Once a week you walk around your store, and spend a solid amount of time shivering in the freezer walk-in, pen and paper in hand. Your task is to check the current stock levels against what was ordered the previous week to figure out what needs to be ordered this week. You squint at the discrepancies between what’s in stock and what was invoiced for that week’s deliveries.
You don’t recall if your team member had updated the inventory spreadsheet after the previous delivery.
It's Monday morning and the questions have already started.
Is that pen stroke a one or a seven? Did your employees follow your FIFO (first-in-first-out) directions or are things about to start expiring? Did your sister restaurant need to borrow a pallet of sugar? Is there a special on your menu or a large catering order you need to be aware of? Or was that last week and you don’t want to over-order?
You manually search through invoices and upcoming specials and those sticky notes tracking item transfers. It’s already 90 minutes into this goose hunt. You’ve already spent way too much time double and triple-checking, walking in and out of that tundra of a freezer before you finally place your orders for the week.
Finally, your delivery, and ultimately your invoice, arrives. You double and triple-check it before entering it into the AP system and copying the inventory item detail into your inventory excel sheet, carefully keying everything in and hoping you don’t make a mistake. All it takes is a couple of typos or an incorrect formula, and suddenly you can’t rely on the integrity of your system anymore.
On a typical day, most employees would check an invoice 5 or 6 times before finalizing the entry into the inventory system and AP system for payment. This is an immense waste of time and a huge drag on productivity. With 55% of businesses still manually processing invoices, it's no wonder that the going joke in back offices is that it costs more to process a $12 invoice than the actual invoice itself. Not to mention manually creating and updating inventory records too.
Automate Your AP And Sync Invoice To Inventory
What if you could create a paperless back office that automatically processes invoices, updates inventory records, and syncs with point-of-sale data to give you true control over your Inventory?

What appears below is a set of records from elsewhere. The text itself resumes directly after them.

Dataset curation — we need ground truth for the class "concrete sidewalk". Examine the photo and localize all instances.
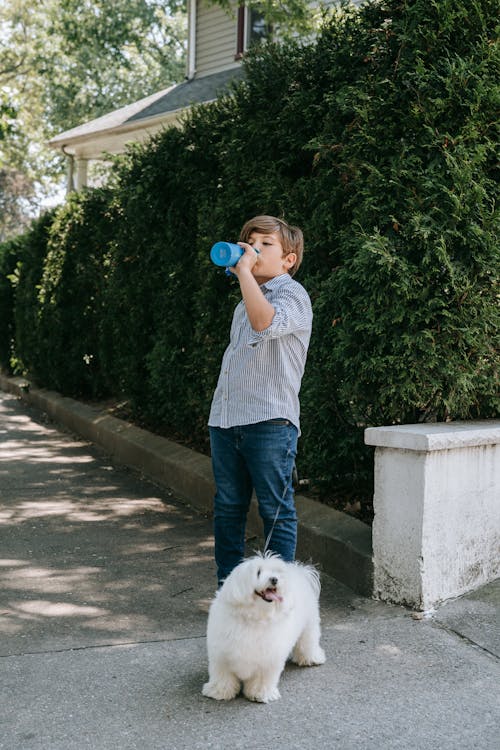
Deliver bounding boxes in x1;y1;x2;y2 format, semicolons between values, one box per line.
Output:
0;393;500;750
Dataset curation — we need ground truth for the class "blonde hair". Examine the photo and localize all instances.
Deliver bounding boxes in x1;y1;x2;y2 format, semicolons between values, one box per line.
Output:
240;216;304;276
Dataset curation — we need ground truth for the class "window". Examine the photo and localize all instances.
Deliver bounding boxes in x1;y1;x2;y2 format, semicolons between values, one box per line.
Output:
235;5;272;60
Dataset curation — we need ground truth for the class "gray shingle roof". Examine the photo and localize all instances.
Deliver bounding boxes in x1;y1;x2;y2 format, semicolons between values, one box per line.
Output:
49;67;243;146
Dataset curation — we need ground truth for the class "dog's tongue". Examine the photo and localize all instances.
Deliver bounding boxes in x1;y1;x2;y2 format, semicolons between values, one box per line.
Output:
264;589;282;602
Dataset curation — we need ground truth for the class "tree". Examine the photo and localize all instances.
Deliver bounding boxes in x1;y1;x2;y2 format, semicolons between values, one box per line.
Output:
0;0;186;235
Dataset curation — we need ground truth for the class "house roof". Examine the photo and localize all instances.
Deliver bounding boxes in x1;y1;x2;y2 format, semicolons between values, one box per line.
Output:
49;66;243;148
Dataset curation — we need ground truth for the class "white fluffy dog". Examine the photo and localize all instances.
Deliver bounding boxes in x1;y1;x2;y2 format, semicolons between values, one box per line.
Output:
202;553;325;703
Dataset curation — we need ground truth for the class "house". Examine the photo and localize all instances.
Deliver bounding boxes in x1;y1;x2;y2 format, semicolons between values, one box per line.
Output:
49;0;274;192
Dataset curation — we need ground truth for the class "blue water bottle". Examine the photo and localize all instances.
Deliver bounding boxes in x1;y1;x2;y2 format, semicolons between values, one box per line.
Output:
210;242;245;268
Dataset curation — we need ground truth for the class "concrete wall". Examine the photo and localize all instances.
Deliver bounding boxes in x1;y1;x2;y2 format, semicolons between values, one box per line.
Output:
365;420;500;610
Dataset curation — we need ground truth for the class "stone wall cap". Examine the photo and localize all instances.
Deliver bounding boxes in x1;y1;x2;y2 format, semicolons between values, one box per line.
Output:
365;419;500;451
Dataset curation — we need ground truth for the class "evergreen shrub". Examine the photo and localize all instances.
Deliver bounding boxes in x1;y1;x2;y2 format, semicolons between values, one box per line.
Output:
1;0;500;524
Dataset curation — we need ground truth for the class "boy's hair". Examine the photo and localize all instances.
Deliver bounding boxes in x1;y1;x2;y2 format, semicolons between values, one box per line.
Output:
240;216;304;276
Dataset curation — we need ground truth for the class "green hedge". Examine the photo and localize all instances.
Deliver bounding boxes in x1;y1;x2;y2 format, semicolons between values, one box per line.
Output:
2;0;500;516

Here’s how it works: Use an AP automation platform to ingest and digitize your invoices and create digital copies of them in your system. A best-in-class AP system should be able to capture invoice details down to the inventory line item.
Sync your AP system to your inventory system so that digitized invoice line items are automatically imported to create and update inventory records.
Sync your inventory system with your POS system to understand and control your COGS through recipe management, menu engineering, and inventory usage variance analysis.
Everything included in your inventory is going to be reflected in your invoices, and, more importantly, the way that they are entered into your books.
Why Automate Your AP?
Instead of a person sitting there typing in each invoice, verifying all of the corresponding information (like vendor, item name, pack size, unit cost, and GL category), AP automation platforms can do the same tasks, to a higher degree of accuracy, in a fraction of the time.
This makes your Accounts Payable department the first stop on the road of truly understanding your Inventory. All of the data that already exists in your invoices can be sent over to your inventory system. Direct integrations like that of Plate IQ and COGS-Well allow for streamlined invoice to inventory management. Your pack size information, unit costs, and item name are all accounted for and allocated to the proper departments and recipe costs are automatically updated. These can also be updated each time a new invoice is ingested into the AP platform.
With this workflow, your starting inventory levels are no longer reliant on estimates driven by excel formulas that often break or are inconsistent. Instead, they’re driven by actual invoices for deliveries that arrive every week.
Take Control Of Your COGS
You can go even further by comparing actual and theoretical inventory numbers- something that wouldn’t have been possible with a manual process.
Here’s how to do that:
Using the sales mix from your POS and your recipes, COGS-Well will calculate the theoretical usage for each inventory item.
Using the starting and ending inventory counts, along with invoice receiving records provided by Plate IQ, COGS-Well will calculate the actual usage for each inventory item.
By comparing the actual and theoretical usage for each inventory item, you will be able to analyze how much of inventory (and ingredient) is lost due to waste, spoilage, spills, or shrink, and did not make it to the plate sold.
Knowing both how your restaurant actually performed, and how it should have performed, allows you to isolate problem areas and better manage your operations. Being able to optimize for efficient use of ingredients and inventory will only help you control your cost of goods sold.
In the past, having this level of fine-tuned control over COGS was only possible at massive QSR and fast food franchise operations, using multi-million dollar IT systems. Now with Plate IQ and COGS-Well, you can have what they're having!
Jillian Straw writes for Plate IQ covering technology in the hospitality industry from a background in restaurants and operations management.